Begrabt mein Herz in Wuppertal Der Wunsch nach einem Hund
WZ-Kolumnist Uwe Becker über Erfahrungen mit Haustieren.
Wuppertal. Als kleiner Junge wünschte ich mir immer einen Hund. Die amerikanische Fernsehserie „Lassie“ schaute ich damals besonders gerne. Abends in meinem Bett stellte ich mir immer vor, wie schöne es wäre, wenn am Morgen ein Collie sein Köpfchen auf die Bettkante legt, mir das Gesicht ableckt und dann liebevoll knurrend die Bettdecke wegzieht, damit ich aufstehe, um mit ihm Gassi zu gehen. Meine Mutter hasste jedoch Hunde und Katzen, und meine Bitte, „Wenn schon kein Hund, dann vielleicht eine kleine Katze, Mama?“, erübrigte sich daher.
Meinen Vater hatte ich zwar auf meiner Seite, aber die Drohung meiner Mutter, „Wenn ein Hund ins Haus kommt, ziehe ich aus!“, nahm er zu ernst. Glücklicherweise hatten die Eltern eines Klassenkameraden einen kleinen Hund, mit dem ich ab und zu spielen durfte. Die kleine Pudeldame Anja schenkte mir damals zwar viele glückliche Momente, aber keinen eigenen Hund besitzen zu dürfen, machte mich lange Zeit traurig.
Irgendwann gestattete meine Mutter die Anschaffung eines Hamsters. Mein Wunsch, einen Vierbeiner zu halten, war so groß, dass ich mich zur Not auch mit einem winzigen Tier anfreunden wollte. Die anfängliche Euphorie war aber schnell dahin. Der Hamster war langweilig, verbrachte den halben Tag im Laufrad, fraß und schlief. Ich konnte keine persönliche Bindung zu ihm aufbauen, auch weil ich mir immer noch so sehr einen Hund wünschte. Einmal befreite ich den Hamster aus dem Käfig, damit er ein wenig Abwechslung bekam. Meine Mutter kreischte in heller Panik, als er hinter der großen Wohnzimmerschrankwand verschwand. Mein Vater musste Möbel verrücken und es dauerte eine Weile, bis wir ihn wieder eingefangen hatten. Am anderen Tag lag der kleine Nager tot in seinem Käfig. Ich glaube, die Aufregung war zu viel für sein kleines Herz.

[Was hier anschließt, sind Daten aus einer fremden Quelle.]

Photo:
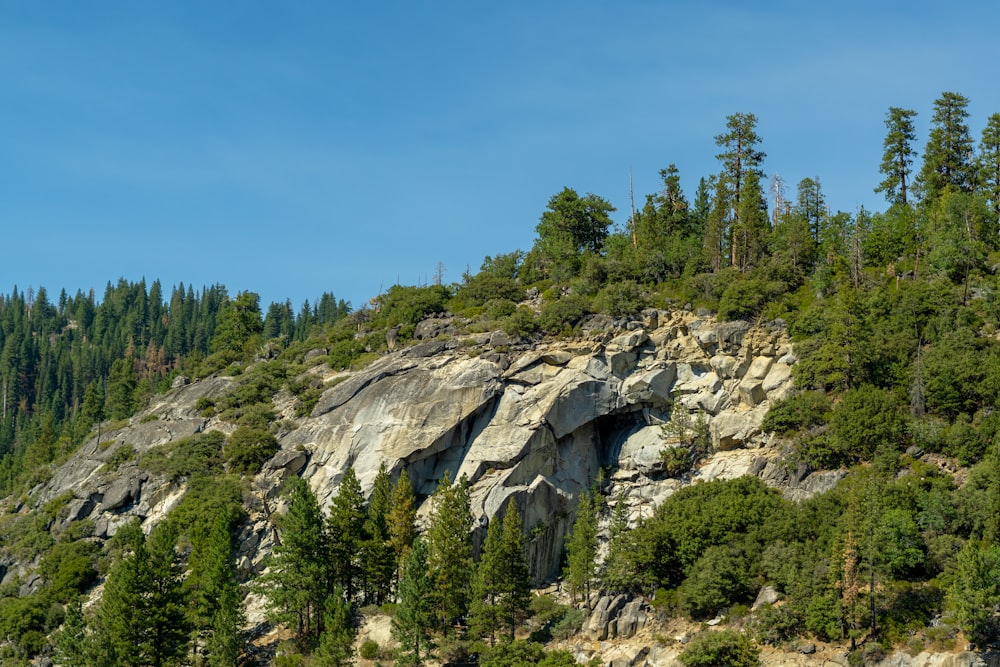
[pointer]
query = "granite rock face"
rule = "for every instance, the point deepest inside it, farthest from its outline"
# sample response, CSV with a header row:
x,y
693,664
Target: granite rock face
x,y
533,422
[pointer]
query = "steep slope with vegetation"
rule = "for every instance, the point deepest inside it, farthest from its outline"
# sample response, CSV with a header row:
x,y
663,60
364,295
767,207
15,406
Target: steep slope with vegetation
x,y
893,324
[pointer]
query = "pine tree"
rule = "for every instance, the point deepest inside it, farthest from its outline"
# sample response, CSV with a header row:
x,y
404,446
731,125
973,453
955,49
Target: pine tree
x,y
412,621
295,584
515,583
751,235
948,157
220,598
346,534
581,549
121,389
449,551
71,640
739,158
897,160
402,522
334,648
484,611
165,614
989,167
615,574
141,616
379,561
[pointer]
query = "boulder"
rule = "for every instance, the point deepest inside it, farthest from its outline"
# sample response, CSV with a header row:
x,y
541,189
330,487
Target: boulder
x,y
123,491
598,626
767,595
631,619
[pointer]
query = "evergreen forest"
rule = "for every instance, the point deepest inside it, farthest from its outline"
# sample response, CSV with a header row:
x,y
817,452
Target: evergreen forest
x,y
895,322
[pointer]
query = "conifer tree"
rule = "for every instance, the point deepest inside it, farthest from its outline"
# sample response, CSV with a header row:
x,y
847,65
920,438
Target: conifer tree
x,y
141,616
948,157
515,585
345,535
751,235
219,598
449,550
295,584
989,167
165,600
379,562
581,549
412,621
402,521
484,611
334,648
739,158
897,160
71,640
615,573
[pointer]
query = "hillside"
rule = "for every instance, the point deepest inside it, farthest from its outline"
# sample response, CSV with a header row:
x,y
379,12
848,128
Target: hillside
x,y
781,424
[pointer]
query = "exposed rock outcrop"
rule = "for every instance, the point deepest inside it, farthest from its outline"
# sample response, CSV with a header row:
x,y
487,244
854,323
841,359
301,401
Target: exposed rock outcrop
x,y
533,422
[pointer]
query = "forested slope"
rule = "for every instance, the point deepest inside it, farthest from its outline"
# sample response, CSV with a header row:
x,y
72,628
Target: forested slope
x,y
894,322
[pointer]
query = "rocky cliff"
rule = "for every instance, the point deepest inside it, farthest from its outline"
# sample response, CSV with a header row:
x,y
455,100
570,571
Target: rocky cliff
x,y
536,422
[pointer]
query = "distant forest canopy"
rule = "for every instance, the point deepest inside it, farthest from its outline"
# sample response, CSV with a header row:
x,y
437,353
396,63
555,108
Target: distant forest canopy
x,y
65,365
738,247
896,328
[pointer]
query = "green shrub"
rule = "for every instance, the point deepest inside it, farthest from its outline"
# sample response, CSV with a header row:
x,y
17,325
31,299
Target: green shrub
x,y
559,317
499,308
369,649
717,580
866,420
569,624
725,647
620,298
344,352
522,323
796,413
746,297
402,305
199,454
69,568
248,449
121,456
205,406
775,625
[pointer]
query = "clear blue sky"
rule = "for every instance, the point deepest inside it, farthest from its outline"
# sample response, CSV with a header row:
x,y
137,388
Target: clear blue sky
x,y
300,147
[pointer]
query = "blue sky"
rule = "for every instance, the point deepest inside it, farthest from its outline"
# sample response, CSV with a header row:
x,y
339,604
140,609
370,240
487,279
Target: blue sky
x,y
297,148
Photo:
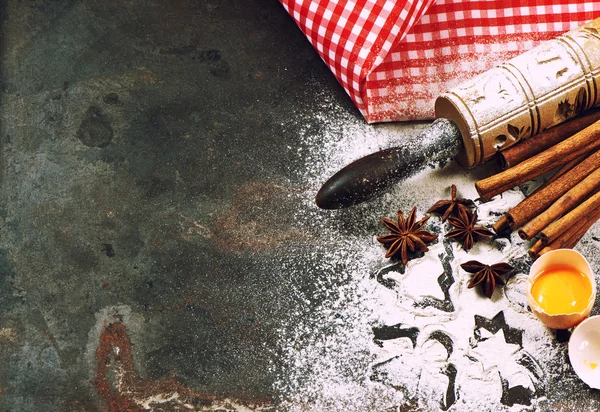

Meine Trauer hielt sich in Grenzen. Um mich dennoch zu trösten, kaufte mein Vater mir zwei Goldfische. Die beiden Wassertiere überlebten aber nur wenige Wochen, weil ich sie einmal versehentlich mit getrocknetem Oregano gefüttert hatte. Mein älterer Bruder meinte, „Das sind dumme Zierfische, die sind ertrunken, weil sie nicht so gut schwimmen können.“ Wir lebten dann eine zeitlang ohne Haustiere, bis mein Vater von einem Arbeitskollegen zwei Wellensittiche bekam, die dieser abgeben musste, weil seine Frau eine Allergie hatte. Hansi und Peter hießen die quietschfidelen Vögel, aber als Ersatz für einen Hund taugten auch diese beiden Schnabeltiere nicht.
An einem Samstagabend, meine Eltern waren bei Freunden eingeladen, schaute ich mit meinem Bruder verbotenerweise Alfred Hitchcocks „Die Vögel“. Ich war 11 Jahre alt und hatte nach dem Film große Angst. In der Küche zwitscherten aufgeregt unsere Wellensittiche. Mein drei Jahre älterer Bruder bemerkte meine Furcht und nutzte diese schamlos aus: „Vielleicht drehen unsere beiden Vögel ja auch durch und zerfleischen uns. Wir sollten ihnen zuvor kommen und die Hälse umdrehen. Und wenn sie tot sind, dann kauft Papa Dir vielleicht endlich einen Hund!“ So sehr ich mir auch einen Hund wünschte und so groß auch meine Angst wegen dieses schrecklichen Films war, nein, die Wellensittiche umzubringen, das kam nicht in Frage. Ich lag noch länger schweißgebadet wach und achtete auf verdächtige Geräusche aus dem Vogelkäfig.